Diamond Jim Dandy and the Sheriff

Diamond Jim Dandy and the Sheriff

By: Sarah Burell
Illustrated by: Bryan Langdo
Publisher: Sterling 
Publication Date: April 2010 
ISBN: 978-1402757372 
Reviewed by: Deb Fowler
Review Date: February 2010 

Mind you, there are boring towns and there are B-O-R-I-N-G towns and you could count Dustpan, Texas right up there in those capital letters. In a town where snoozing was everyone’s favorite pastime the town sheriff decided he’d better “take up babysitting just to pass the time” or he’d be joining the rest of the town. One day when the sheriff was rocking Idie Mae Tumbleweed on the porch a great big, beady-eyed rattler came wiggling and waggling past the porch. The sheriff’s eyes widened, he grabbed the rim of his hat and yelled, “Holey Buckets!” He soon told that snake to skedaddle his way out of town ‘cause he wasn’t welcome.

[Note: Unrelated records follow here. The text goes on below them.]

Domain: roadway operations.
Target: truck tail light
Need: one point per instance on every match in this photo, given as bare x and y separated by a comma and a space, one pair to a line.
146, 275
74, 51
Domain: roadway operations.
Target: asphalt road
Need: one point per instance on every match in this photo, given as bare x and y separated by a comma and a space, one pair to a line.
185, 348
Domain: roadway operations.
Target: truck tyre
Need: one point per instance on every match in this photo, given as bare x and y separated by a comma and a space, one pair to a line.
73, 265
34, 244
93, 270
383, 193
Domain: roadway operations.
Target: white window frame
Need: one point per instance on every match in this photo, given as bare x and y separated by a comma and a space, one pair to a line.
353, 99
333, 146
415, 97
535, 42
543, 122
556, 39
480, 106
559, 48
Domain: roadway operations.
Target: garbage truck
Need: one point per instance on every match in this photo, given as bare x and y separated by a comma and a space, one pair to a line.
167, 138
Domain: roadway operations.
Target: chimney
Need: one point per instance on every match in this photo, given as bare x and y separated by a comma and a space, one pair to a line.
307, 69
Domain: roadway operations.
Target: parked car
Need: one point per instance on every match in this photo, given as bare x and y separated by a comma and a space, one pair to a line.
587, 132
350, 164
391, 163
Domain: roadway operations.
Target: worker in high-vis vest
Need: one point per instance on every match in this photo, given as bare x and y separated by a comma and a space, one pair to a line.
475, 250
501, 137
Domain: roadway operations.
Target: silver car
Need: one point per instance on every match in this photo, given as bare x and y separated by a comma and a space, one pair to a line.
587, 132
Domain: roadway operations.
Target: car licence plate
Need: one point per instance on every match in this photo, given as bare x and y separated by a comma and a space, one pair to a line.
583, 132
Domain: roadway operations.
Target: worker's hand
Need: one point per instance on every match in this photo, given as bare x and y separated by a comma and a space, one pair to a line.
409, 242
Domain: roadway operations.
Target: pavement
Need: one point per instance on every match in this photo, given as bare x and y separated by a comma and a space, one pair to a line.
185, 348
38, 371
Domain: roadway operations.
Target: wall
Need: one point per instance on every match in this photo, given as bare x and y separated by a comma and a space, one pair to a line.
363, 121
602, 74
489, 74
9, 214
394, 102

The snake was sad, but went on his way. Before long there was a big ruckus in Dustpan. The rattler was busy entertaining the menfolk at Earl’s Feed Store by tying himself “into one fancy knot after another.” Next thing you know that snake was entertaining the Dustpan Ladies Sewing Circle. Every time the sheriff had to tend to Idie Mae, that snake would slither off to entertain some other people in town. The kids were all excited and all “twenty-seven kids zigzagged back and forth behind him,” much to the sheriff’s dismay. Come what may, Dustpan’s sheriff was going to drive that rascally rattler out of town. Was there anything that the townsfolk could do to change his mind? Was the town of Dustpan going to go back to snoozing their days away?

This is one madcap tale about a talented Texan rattler that will make you roll your eyes and give your youngster a case of the giggles. Naturally, all Texans are going to love this story, but even people from Maine will fall in love with the town of Dustpan. The artwork had those subtle little humorous touches that may be beyond the younger set reading the story, but the adult set will chuckle at. For example, when the sheriff had to leave to change Idie Mae’s diaper, his eyes widened and he held his nose.

Quill says: If you are in the mood for a zany wild-west tale, you’ve come to the right place!